I was standing under the glow of a streetlight in the middle of an intersection waiting for Jackson to finish sniffing around a tree when some motion right in front of me caught my eye.  I looked up to see something drift across the dim light and disappear around the side of a large oak.  My first thought was woodpecker because it flew horizontally at first, then slowed down and straightened up to near vertical as it got close to the tree. Everything about the motion said woodpecker, but it was the middle of the night - it couldn't be.  And sure enough, when I moved around the tree for a better view there was a flying squirrel climbing up the trunk!  It was unmistakeable: big black eyes, crisp white under its chin and body, and that cute tail.  And just in case there was any doubt, it climbed a bit more and then launched off again, effortlessly gliding across a front yard to the trunk of another large oak.  It was such a beautifully unexpected thing to see that it literally gave me the chills.  There, in the middle of my densely developed Long Island neighborhood, was a wild flying squirrel going about its nightly rounds. You just never know when Mother Nature is going to treat you, do ya?  It was the perfect ending to a wonderful night.

- Enrico

Thursday, 09 May 2013 00:00

First Fox Kits


Out of the den and onto ... the road? I was surprised to find a mother fox with two kits on South Bay Avenue this morning. It was a unexpected treat. At this age (probably 4 or 5 weeks), they're usually more reclusive and keep close to their den. After capturing some video I did my best to scare them away - I hate the thought of them getting comfortable near the road. Also, listen carefully to the video for the unmistakable call of the Eastern Towhee - it's commonly identified as "drink-your-tea!"

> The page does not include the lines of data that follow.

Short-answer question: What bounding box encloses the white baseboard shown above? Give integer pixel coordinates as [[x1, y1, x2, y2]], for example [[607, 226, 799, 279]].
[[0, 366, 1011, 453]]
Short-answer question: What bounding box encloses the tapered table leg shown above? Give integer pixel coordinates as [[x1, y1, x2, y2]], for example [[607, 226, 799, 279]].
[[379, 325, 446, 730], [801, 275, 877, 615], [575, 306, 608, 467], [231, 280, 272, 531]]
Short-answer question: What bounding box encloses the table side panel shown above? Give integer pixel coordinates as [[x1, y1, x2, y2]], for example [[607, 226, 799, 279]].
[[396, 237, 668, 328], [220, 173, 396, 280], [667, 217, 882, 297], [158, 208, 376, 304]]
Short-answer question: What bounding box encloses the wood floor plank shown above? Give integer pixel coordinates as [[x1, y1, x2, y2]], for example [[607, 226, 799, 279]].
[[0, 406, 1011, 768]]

Thursday, 16 December 2010 00:00

Fox Visit

December 16, 2010
Fox Visit [also in Wildlife]

Turns out our newest staff member, Jessie Comba, is not only a fantastic educator and all-round great person, but she's pretty adept with a camera, too.  Today she captured some beautiful images of a pair of neighborhood fox that stop by the Environmental Center to romp around for a while.  One of them dug up a cached carcass and ran off with it.  Beautiful animals, aren't they?  Enjoy.  Thanks, Jessie!

- Enrico The cache is found Digging The second fox kept an eye on the progress. The inevitable tussle ensued. One last look around.  Then ... she grabs it ... and is off ... with her prize.

Monday, 25 October 2010 00:00

KIC It! (Take Two)

KIC 1010 -2  
KIC - always there when we need them!

This past Saturday over twenty student volunteers from Islip High School's Keep Islip Clean Club arrived to help us get ready for the big Spooktacular weekend and our inaugural Owl Prowl 5K run.  They worked on assembling boardwalks and clearing trails for the upcoming events.  Their work, which continued a project they started in April when they helped us get ready for our Earth Day grand opening, has focused on our "North Woods Trail." Thanks to KIC's help, the new trail is nearly complete and will be officially opened to the public during the Halloween weekend.  KIC's partnership with Seatuck is an important part of a community leadership program that Islip's students have cultivated. KIC Junior Commissioners will share their experiences with students from other high school across Islip Township during their monthly meetings to encourage others to make a positive change in their community. Thanks to all the KIC team - we're thrilled to have you guys involved!